Malgré l’hiver, il faisait doux dehors… et très chaud à l’intérieur du Molodoï samedisoir. Certains diraient que ce n’était pas la saison. Pourtant le Molodoï affichait complet ou presque ce weekend, en l’honneur des fanfares. Plus d’une cinquantaine de personnes jouaient sur scène, ou dans la fosse, pour le plus grand plaisir de près de 600 spectateurs.

La fanfare comme exutoire

Des spectateurs rendus actifs, notamment sur certaines reprises de tube par les Bouta Matari, une fanfare historique de l’école des Beaux Arts à Paris de plus de 35ans. « C’est vraiment pour se lâcher », explique Tafani un membre du groupe. « On a un esprit bordélique revendiqué » Esprit de groupe, et d’être proche des gens, genre vraiment. Au milieu de la fosse, à un mètre du public: « pas besoin de se faire sonoriser, j’aime bien sentir la sueur des gens, les bières qui roulent sur la gueule… Rien à foutre ! » Pas question de rester stoïc sur place, face à la puissance et le souffle d’une bonne dizaine d’instruments.

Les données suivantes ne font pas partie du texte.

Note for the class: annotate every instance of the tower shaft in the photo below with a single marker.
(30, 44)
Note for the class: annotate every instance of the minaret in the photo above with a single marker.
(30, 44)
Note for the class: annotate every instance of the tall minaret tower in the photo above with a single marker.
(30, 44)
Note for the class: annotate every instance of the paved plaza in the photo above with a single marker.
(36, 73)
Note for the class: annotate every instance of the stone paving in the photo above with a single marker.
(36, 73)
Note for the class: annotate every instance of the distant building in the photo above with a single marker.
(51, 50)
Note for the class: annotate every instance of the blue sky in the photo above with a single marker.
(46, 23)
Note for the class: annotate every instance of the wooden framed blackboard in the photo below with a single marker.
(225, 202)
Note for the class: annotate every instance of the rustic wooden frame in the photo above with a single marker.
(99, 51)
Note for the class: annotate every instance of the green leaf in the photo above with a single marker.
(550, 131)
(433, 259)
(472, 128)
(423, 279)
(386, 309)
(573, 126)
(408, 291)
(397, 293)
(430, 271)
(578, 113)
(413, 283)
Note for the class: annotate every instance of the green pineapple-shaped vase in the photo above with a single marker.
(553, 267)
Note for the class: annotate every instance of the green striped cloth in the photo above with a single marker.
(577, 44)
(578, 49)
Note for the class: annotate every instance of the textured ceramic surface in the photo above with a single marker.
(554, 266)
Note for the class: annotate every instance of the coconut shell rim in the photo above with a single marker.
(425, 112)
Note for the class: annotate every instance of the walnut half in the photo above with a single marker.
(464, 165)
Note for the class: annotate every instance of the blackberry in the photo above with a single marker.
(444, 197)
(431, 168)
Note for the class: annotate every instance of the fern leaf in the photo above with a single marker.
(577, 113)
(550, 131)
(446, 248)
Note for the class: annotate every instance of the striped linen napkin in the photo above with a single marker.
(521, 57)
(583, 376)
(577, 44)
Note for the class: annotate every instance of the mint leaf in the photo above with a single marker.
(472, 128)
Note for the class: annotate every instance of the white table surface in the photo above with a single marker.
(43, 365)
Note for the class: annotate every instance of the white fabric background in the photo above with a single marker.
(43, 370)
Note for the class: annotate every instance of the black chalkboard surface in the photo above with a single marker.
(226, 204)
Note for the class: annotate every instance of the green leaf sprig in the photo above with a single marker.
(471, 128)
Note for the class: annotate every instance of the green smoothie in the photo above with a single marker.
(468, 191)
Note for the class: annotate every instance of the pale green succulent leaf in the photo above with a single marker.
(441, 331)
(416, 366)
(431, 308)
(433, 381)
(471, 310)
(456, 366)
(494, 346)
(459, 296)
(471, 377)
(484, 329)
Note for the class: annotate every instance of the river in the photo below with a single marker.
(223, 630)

D’autres groupes choisissent de faire passer des épreuves physiques aux spectateurs… Une traversée Limbo sous les trombones à 2h du matin un poil émeché ? Aucun problème grâce à la bonne humeur distillée par le Nymphoniks Orchestra, qui reprennent des tubes comme Lean On de Major Lazer ou Angela du Saian Supa Crew.

Si la fosse permet un contact direct avec la foule, le confort de la scène n’enlève rien aux capacités musicales et scéniques des groupes présents, comme pour les suisses de Error 404 : Band Not Found aux teintes de hiphop hispanique… « Ce qui est génial, c’est de pouvoir tout faire », reprend Tafani des Boula Matari. « Tu peux faire du grunge avec des cuivres ! » De son côté le Redstar Orkestar emmène le public vers des vibes plus latines, notamment grâce à leurs sublimes chemises.

La force de cette 14e édition du Fanfarodoï ? La diversité musicale de sa programmation, qui défile tambour battant, aux croisement des genres, des pratiques et des instruments… avec des groupes de tout niveau, qu’on peut trouver dans la rue, en soirée, et désormais en festival.